Trotzdem musste sie in dieser Situation die Oberhand gewinnen, und zwar schnell. Sie war die Prinzessin und stand unter dem Schutz des großen und edlen Protektors; ihr würde kein Leid geschehen. Das sagte sich Rose, während sie die Schultern zurückrollte, obwohl in ihrer Brust immer noch Angst pochte. »Ich weiß nicht, wer Ihr seid, aber ich verlange, dass Ihr mich umgehend zu meinem Palast zurückbringt.«

Der Bandit starrte sie nur an. Das Pferd wieherte verhalten. Eine Schweißperle tropfte von Roses Nase, und sie verzog das Gesicht. Eigentlich sollten Prinzessinnen nicht schwitzen. Allerdings hüpften Prinzessinnen auch nicht oft von einem Bein aufs andere, so wie sie es gerade tat, als könnte sie nicht anders, als irgendeinen peinlichen Bauerntanz aufzuführen.

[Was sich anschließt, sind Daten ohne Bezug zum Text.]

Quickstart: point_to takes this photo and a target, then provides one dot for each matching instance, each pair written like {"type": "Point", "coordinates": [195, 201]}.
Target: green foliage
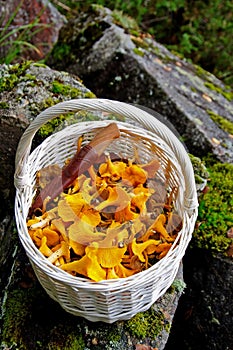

»Auf der Stelle! Bringt mich auf der Stelle zurück!« Als sie mit dem Fuß auf dem heißen Sand aufstampfte, zuckte sie zusammen. »Das ist ein Befehl!«

»Herrje«, murmelte der Bandit. In einer einzigen geschmeidigen Bewegung glitt er von seinem Pferd und trat einen Schritt auf sie zu.

»Halt! Halt, sage ich!« Rose hob eine Handvoll Sand auf, um ihn damit zu bewerfen.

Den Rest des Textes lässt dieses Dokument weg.